Bahaya Perluasan Lahan Sawit, Memicu Emisi hingga Kekeringan
Rencana Presiden Prabowo Subianto untuk memperluas lahan sawit akan memicu peningkatan emisi dan membuat Indonesia semakin jauh dari cita-cita transisi energi. Juru Kampanye Hutan Greenpeace Indonesia, Iqbal Damanik, mengatakan pembukaan hutan dengan alasan apapun, termasuk untuk swasembada pangan dan energi nasional, akan sangat berbahaya dan merugikan.
“Pembukaan lahan hutan akan melepaskan emisi karbon dan semakin memperparah krisis iklim yang sudah terjadi," ujar Iqbal dalam keterangan tertulis yang diterima, Selasa (7/1).
Iqbal mengatakan, ancaman kekeringan, banjir, dan kebakaran hutan akan semakin tinggi bilamana pemerintah tetap teguh dengan rencana membuka hutan untuk lahan perkebunan kelapa sawit.
"Artinya upaya membuka hutan dengan alasan ketahanan pangan, energi, dan sumber air adalah alasan yang dibuat-buat, ini semata-mata hanya akan menguntungkan segelintir orang dari industri kelapa sawit,” ujarnya.
Selain itu, aksi ini juga bertentangan dengan komitmen Indonesia untuk menurunkan emisi dan turut berkontribusi dalam menurunkan suhu bumi, sesuai dengan Perjanjian Paris yang telah diratifikasi melalui Undang-Undang No 6 Tahun 2016.
Lebih Besar dari Alokasi Hutan Produksi Konversi
Sementara itu, Manajer Kampanye Bioenergi Trend Asia, Amalya Reza Oktaviani, mengatakan rencana perluasan lahan untuk pangan dan energi seluas 20 juta hektare jauh lebih besar dari yang ditetapkan dalam Peraturan Menteri Lingkungan Hidup dan Kehutanan (Permen LHK) Nomor 7/2021. Beleid ini mengalokasikan 12,8 juta ha hutan produksi konversi (HPK) sebagai cadangan energi dan pangan.
"Padahal, pembukaan hutan alam seluas 4,5 juta ha saja untuk lahan energi atau pangan, akan melepaskan sebesar 2,59 miliar ton emisi karbon," ujarnya
Amalya mengatakan, kondisi tersebut menunjukkan betapa pemerintah tidak punya komitmen reforestasi dan rehabilitasi hutan alam.

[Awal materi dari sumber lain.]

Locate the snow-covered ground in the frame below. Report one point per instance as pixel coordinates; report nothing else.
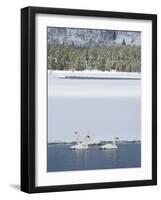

Padahal di tengah ancaman krisis iklim, kita tidak punya kemewahan untuk melakukan deforestasi.
"Kementerian Kehutanan punya PR untuk menuntaskan tata batas kawasan hutan. Jangan bicara soal perluasan sawit tidak akan menimbulkan deforestasi, kalau tata batas dan tata kelola kawasan hutan kita belum beres,” ucapnya.
Policy Strategist CERAH, Sartika Nur Shalati, mengatakan, deforestasi bukan sekadar hilangnya hutan dan naiknya emisi, lingkungan Indonesia juga akan semakin rusak.
“Pernyataan Presiden Prabowo yang menyebutkan sawit tidak akan menyebabkan deforestasi adalah pernyataan yang keliru, karena sawit bersifat monokultur yang akan menghancurkan fungsi hutan sebagai ekosistem alami bagi keanekaragaman hayati, merusak tanah, dan sistem hidrologi,” ujar Sartika.
Dia mengatakan, perluasan lahan sawit juga akan mengancam lahan gambut yang berkontribusi sebagai penyerap emisi karbon alami. Padahal, luas ekosistem gambut Indonesia mencapai 24,66 juta ha, salah satu yang terluas di dunia.
Dengan sekitar 3 juta hektare atau sebesar 19% perkebunan sawit berada di wilayah gambut, perluasannya akan menyebabkan lahan gambut kering dan meningkatkan potensi terjadinya kebakaran pada musim kemarau.
"Ujungnya, emisi Indonesia akan meningkat," ucapnya.